Federal student loans now allow nearly all borrowers to choose income-driven repayment plans (IDRs). These plans limit the borrower’s annual payment to a percentage of the borrower’s income shown on tax returns with the IRS, just as the Affordable Care Act does for health insurance premiums. Under these plans, the borrower only pays the available amount for 20 or 25 years, after which any remaining amount is forgiven. Thus, under the IDR, the borrower’s total debt is largely irrelevant, as most of it will eventually be written off.

The problem is that under the current student loan system, IDR is not the default repayment plan for borrowers. Instead, borrowers must take positive steps to register with IDR and then re-certify their eligibility each year. Many borrowers are unaware of IDR options, and federal lending services are not interested in making borrowers aware of their choices. Even those borrowers who are aware of the IDR options often fail to complete their annual paperwork. In the event of default, it is difficult for borrowers to get into the IDR, although they need it most of all. As a result, hundreds of thousands of borrowers who are required to be on the IDR do not have and end up receiving significantly larger – and often unaffordable – student loan payments.

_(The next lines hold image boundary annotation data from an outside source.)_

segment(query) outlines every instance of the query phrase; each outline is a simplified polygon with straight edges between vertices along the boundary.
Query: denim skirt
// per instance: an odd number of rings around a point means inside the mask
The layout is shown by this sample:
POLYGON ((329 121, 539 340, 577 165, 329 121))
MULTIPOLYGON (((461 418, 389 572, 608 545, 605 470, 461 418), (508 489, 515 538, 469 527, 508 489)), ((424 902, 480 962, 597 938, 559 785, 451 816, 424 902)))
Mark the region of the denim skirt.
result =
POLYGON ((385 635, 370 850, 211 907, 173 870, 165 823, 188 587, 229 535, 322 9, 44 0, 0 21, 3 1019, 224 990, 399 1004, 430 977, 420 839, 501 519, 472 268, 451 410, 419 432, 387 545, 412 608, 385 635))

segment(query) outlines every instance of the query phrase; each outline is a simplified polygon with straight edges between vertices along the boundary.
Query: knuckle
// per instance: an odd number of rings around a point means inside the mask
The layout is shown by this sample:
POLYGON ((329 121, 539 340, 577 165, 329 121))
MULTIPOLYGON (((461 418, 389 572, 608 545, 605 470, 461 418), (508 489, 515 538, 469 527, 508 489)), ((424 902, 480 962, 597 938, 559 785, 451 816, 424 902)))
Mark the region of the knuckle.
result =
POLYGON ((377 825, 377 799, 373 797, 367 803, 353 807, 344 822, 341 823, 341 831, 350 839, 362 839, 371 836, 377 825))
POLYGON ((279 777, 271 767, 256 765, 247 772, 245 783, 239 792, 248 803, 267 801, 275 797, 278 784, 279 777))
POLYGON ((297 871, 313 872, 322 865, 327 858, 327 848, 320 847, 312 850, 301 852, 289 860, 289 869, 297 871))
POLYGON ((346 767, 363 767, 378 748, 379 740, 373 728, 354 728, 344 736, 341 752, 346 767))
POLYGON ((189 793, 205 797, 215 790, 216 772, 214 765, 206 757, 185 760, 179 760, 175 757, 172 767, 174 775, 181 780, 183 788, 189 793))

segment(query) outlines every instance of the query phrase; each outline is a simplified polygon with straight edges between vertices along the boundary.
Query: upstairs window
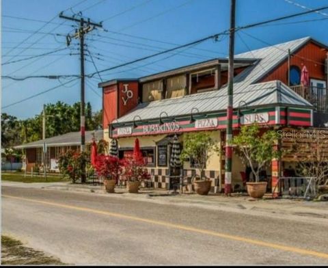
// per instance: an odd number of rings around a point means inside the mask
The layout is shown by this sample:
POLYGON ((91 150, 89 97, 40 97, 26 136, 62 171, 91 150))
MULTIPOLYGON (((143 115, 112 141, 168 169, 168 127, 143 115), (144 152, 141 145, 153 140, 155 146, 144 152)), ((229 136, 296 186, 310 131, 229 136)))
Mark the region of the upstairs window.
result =
POLYGON ((214 89, 215 87, 215 70, 207 70, 191 75, 191 94, 200 93, 214 89))
POLYGON ((291 66, 289 71, 289 84, 298 85, 301 84, 301 70, 297 66, 291 66))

Congress could easily solve this problem: ensure that all federal direct loans are repaid. done according to the IDR plan and sent to the IRS submit tax returns of all federal direct loan borrowers to the Federal Student Aid Service and its credit institutions. Alternatively, by moving all borrowers to IDRs, Congress could simply collect student loan payments through withholding tax, as has been done successfully in other countries such as Australia and the UK.

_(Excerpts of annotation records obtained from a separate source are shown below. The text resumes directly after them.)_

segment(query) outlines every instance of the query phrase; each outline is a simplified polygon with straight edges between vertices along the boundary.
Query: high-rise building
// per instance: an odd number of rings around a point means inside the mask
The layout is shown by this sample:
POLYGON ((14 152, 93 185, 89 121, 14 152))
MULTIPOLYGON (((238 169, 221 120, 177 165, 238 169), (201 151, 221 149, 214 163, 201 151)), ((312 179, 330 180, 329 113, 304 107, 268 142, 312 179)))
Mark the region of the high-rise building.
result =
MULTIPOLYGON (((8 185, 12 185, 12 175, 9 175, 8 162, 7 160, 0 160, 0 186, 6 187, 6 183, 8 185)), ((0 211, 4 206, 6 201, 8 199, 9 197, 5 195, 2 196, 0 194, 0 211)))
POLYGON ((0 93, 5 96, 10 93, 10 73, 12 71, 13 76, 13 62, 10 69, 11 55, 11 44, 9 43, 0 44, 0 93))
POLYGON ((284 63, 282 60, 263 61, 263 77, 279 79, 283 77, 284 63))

Getting Congress to do anything is difficult, but in the past, both parties have supported IDR reforms. For example, the first major expansion of the IDR occurred during the George W. Bush administration.

Repayment based on income is an not an ideal system and other reforms are necessary for it to deliver on its promise of affordable student loans, including ensuring that borrowers are not taxed on forgiven amounts. Moreover, the IDR is not the right solution for those borrowers who have been making payments for decades; these borrowers need some degree of immediate forgiveness. But some of these changes are in the works and could easily be part of a larger overhaul that would make the IDR the default or even the only repayment plan.

Moving towards a system in which all borrowers benefit from the reformed IDRs will ensure that everyone pays what they can afford. A Harvard graduate banker would have to pay more than a college graduate barista. A universal IDR system will also ensure generational equity. This will benefit not only current borrowers, but future borrowers as well, ensuring once and for all that student loans are no longer an impending economic policy issue.